Paths and identifiers

A path is used to identifying or locating a resource, which can be in various forms (e.g. filesystem path or URL).

A path may have several components denoting different levels of namespace or the last level non-namespace resource.

An empty path is a path without any components.

A path with more than one components shall have syntactic separators (e.g. a slash(/) or whitespace) to split different components.

An identifier is a path with exactly one components without any separators, which can be used to differentiate resources in the same namespace or to collectively name some sets of resources in various namespaces.

A resource may be denoted with not necessarily the unique identifier or path. However, all resources this document discussed below are named.

Languages

Rules of natural languages are specified in this subclause. They have effects on normal texts.

Normal text of noun phrases may have embedded translations for different natural languages or more detailed descriptions following its first occurence, in parentheses (( and )).

Different letter cases (if appropriate) may be used for sentences, acronyms and words in the titles of clauses.

Editions in languages

A set of documentation may be in one (natural) language.
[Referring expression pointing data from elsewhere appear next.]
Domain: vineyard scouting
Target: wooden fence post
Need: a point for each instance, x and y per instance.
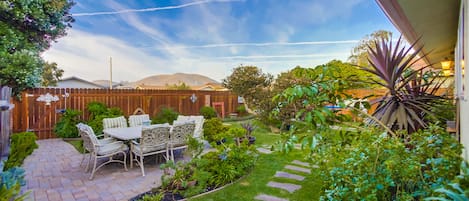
(5, 124)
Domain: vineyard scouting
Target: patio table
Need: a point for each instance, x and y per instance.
(128, 133)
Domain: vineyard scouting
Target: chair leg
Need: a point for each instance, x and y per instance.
(94, 168)
(141, 165)
(125, 161)
(167, 155)
(172, 155)
(131, 159)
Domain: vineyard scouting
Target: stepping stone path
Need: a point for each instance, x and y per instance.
(285, 186)
(289, 176)
(265, 197)
(304, 169)
(297, 162)
(264, 150)
(299, 169)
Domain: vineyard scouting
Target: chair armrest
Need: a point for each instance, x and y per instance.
(112, 143)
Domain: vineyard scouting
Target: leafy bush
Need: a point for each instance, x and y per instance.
(208, 112)
(378, 167)
(22, 145)
(65, 127)
(99, 111)
(10, 184)
(166, 115)
(214, 169)
(214, 130)
(241, 110)
(458, 189)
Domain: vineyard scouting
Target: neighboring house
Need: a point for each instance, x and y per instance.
(210, 87)
(75, 82)
(205, 87)
(443, 29)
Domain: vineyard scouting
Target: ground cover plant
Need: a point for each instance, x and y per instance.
(98, 111)
(404, 158)
(203, 173)
(12, 176)
(66, 126)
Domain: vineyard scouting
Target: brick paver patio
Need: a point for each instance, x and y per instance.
(53, 172)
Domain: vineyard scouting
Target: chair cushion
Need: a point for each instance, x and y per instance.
(111, 148)
(148, 149)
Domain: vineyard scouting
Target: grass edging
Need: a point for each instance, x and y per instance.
(217, 189)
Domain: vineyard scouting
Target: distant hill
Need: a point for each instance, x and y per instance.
(165, 79)
(105, 83)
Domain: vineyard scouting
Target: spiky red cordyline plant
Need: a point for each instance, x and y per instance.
(410, 96)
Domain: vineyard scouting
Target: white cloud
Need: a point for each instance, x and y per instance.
(87, 55)
(122, 11)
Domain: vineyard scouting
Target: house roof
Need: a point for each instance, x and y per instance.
(435, 22)
(81, 80)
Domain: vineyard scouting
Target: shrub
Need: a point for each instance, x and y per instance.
(99, 111)
(166, 115)
(208, 112)
(65, 127)
(22, 145)
(377, 167)
(214, 169)
(10, 184)
(214, 130)
(241, 110)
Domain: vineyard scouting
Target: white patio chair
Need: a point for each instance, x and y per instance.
(154, 140)
(116, 122)
(98, 150)
(179, 135)
(137, 120)
(88, 146)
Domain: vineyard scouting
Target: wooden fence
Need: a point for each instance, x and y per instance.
(40, 117)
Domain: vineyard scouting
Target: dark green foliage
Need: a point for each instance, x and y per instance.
(11, 181)
(379, 167)
(66, 126)
(99, 111)
(241, 110)
(252, 84)
(214, 169)
(458, 189)
(412, 93)
(22, 145)
(166, 115)
(208, 112)
(214, 130)
(443, 110)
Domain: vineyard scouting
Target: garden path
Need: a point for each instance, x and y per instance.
(53, 172)
(295, 166)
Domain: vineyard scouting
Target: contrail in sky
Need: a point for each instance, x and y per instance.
(260, 44)
(152, 9)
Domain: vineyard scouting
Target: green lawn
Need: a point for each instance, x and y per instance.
(256, 182)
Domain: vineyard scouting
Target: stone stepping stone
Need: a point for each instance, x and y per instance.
(285, 186)
(289, 176)
(299, 169)
(297, 162)
(265, 197)
(264, 150)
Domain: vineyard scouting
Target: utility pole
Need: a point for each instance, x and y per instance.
(110, 72)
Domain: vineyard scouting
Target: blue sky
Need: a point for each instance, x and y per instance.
(210, 37)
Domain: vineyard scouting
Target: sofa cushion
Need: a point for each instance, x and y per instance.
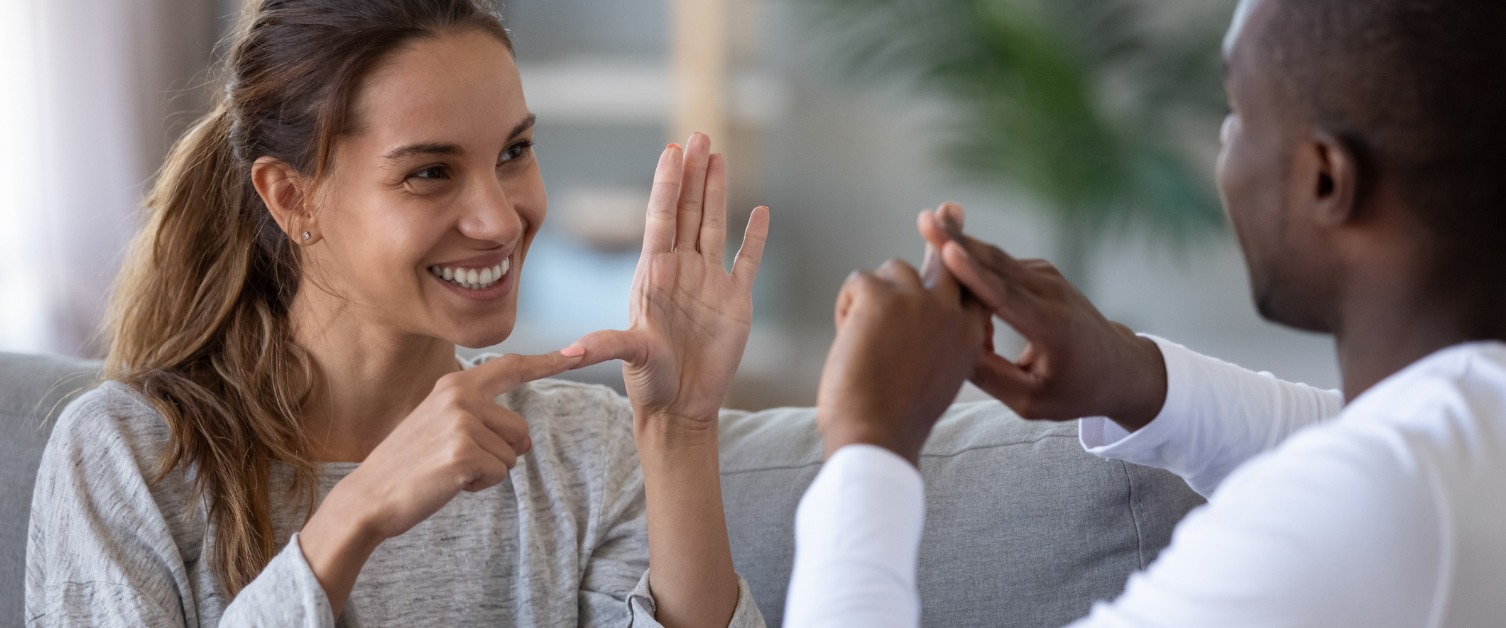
(33, 389)
(1023, 527)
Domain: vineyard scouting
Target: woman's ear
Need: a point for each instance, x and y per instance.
(285, 193)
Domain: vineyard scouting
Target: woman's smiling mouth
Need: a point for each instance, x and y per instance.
(473, 279)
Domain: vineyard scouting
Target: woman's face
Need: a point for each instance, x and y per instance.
(434, 195)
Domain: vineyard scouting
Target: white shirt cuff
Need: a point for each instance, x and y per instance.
(857, 535)
(1106, 438)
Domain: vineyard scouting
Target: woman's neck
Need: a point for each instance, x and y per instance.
(369, 378)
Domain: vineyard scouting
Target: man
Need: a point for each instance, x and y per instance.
(1363, 170)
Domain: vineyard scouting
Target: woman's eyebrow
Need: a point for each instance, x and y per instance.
(440, 148)
(428, 148)
(527, 122)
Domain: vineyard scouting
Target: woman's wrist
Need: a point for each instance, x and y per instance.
(336, 542)
(669, 431)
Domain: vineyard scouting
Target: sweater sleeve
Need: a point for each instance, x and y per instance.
(615, 589)
(107, 548)
(1216, 417)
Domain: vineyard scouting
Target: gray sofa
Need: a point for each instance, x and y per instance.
(1023, 527)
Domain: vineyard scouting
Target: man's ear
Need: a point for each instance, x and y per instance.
(1333, 176)
(283, 190)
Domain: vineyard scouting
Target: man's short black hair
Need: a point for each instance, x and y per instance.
(1417, 89)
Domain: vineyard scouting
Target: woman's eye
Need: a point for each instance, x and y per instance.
(432, 172)
(515, 152)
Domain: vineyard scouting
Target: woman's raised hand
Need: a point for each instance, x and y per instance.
(688, 318)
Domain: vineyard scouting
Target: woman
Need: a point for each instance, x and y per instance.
(286, 435)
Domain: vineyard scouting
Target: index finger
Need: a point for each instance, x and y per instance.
(511, 371)
(658, 231)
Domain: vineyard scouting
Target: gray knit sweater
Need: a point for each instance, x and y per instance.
(560, 542)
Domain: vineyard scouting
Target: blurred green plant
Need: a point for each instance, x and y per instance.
(1092, 109)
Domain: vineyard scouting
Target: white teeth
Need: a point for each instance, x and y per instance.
(475, 279)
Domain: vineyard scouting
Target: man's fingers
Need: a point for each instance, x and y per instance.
(506, 372)
(1011, 303)
(899, 273)
(598, 347)
(744, 270)
(847, 297)
(658, 232)
(1003, 380)
(952, 219)
(692, 190)
(714, 213)
(1002, 264)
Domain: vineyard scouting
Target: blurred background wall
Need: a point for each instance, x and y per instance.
(844, 152)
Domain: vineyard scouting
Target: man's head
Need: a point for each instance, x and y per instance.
(1365, 136)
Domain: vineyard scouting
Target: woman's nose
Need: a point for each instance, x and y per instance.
(490, 216)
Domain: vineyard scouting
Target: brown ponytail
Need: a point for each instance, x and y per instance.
(199, 317)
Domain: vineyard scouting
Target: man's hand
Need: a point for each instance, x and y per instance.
(1077, 362)
(902, 350)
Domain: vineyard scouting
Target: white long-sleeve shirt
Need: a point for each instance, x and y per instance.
(1386, 512)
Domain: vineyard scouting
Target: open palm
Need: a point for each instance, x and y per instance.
(688, 318)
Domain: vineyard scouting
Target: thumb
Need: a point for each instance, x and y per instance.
(598, 347)
(506, 372)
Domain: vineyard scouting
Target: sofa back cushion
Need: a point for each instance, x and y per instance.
(1023, 527)
(33, 389)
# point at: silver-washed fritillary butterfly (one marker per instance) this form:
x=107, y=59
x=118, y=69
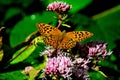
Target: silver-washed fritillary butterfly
x=61, y=40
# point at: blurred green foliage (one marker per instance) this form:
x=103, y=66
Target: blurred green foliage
x=20, y=20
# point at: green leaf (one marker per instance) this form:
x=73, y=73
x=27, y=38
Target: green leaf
x=96, y=76
x=23, y=55
x=14, y=75
x=28, y=25
x=77, y=4
x=12, y=12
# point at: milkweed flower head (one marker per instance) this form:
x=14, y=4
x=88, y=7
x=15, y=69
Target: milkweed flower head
x=58, y=65
x=80, y=68
x=59, y=7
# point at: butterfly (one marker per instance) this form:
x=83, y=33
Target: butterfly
x=61, y=40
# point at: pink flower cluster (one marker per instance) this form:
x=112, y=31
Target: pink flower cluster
x=58, y=7
x=80, y=68
x=60, y=64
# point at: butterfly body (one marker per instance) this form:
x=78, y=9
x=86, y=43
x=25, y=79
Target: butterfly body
x=61, y=40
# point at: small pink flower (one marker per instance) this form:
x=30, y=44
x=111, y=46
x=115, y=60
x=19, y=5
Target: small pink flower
x=58, y=7
x=59, y=65
x=49, y=51
x=27, y=70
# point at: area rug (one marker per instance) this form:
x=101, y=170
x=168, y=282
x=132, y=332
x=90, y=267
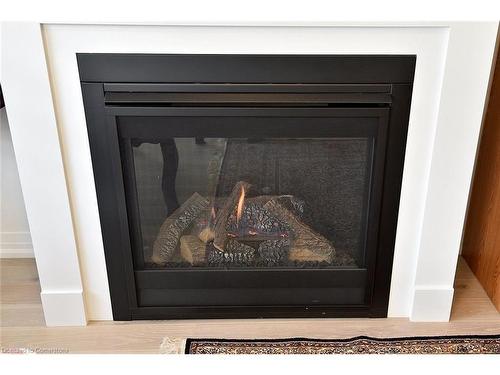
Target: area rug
x=356, y=345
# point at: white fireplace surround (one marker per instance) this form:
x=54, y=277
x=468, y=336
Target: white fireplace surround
x=45, y=110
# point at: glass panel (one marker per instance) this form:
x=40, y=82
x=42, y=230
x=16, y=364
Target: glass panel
x=274, y=202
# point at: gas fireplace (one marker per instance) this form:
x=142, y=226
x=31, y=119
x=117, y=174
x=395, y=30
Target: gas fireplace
x=247, y=185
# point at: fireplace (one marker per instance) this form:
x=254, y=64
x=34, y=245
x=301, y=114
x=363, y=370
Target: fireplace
x=247, y=185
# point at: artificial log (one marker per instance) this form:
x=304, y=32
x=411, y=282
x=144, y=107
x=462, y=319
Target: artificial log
x=224, y=213
x=206, y=235
x=173, y=227
x=235, y=254
x=193, y=250
x=307, y=245
x=274, y=252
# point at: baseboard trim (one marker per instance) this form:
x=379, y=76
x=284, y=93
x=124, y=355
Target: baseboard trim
x=64, y=308
x=432, y=304
x=16, y=245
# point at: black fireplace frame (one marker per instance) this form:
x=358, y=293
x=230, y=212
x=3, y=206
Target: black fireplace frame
x=182, y=86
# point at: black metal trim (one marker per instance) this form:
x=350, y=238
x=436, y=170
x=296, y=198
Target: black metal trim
x=247, y=88
x=277, y=69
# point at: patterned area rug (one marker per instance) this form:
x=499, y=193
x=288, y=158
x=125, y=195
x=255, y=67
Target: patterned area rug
x=357, y=345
The IETF language tag with at least one subtag and an additional prefix dot(.) shall be placed in the end of identifier of the resource before the dot and the extension name (if any). Otherwise the documentation shall be in multiple languages or without text contents (e.g. containing only ideographic images), and no language code shall be in the identifier of the resource.

When the additional dot and tag is removed, all different resource with same names shall refer to the same set of contents only in different languages, or at least one of them shall be incomplete which means to be completed as in former case. The resource is one edition in the specific language of the documentation.

Unless explicitly specified, when the meaning is in conflict for multiple editions in different languages, the complete one shall be valid over others. If there is not only one complete edition, the validity is specified in following order:

  • en-US
  • en
  • zh-CN
  • zh

NOTE The form of these literals conforms to the recommendation of IETF language tag, specifically, the "language" and "region" syntax elements in RFC 5646.

If no one edition in above languages is complete, the documentation is defective.

A language tag may be used to annotate one or more words in text. An annotation of such use is a language tag annotation, which consists of a tag combined with one pair of enclosing parentheses (namely, ( and )).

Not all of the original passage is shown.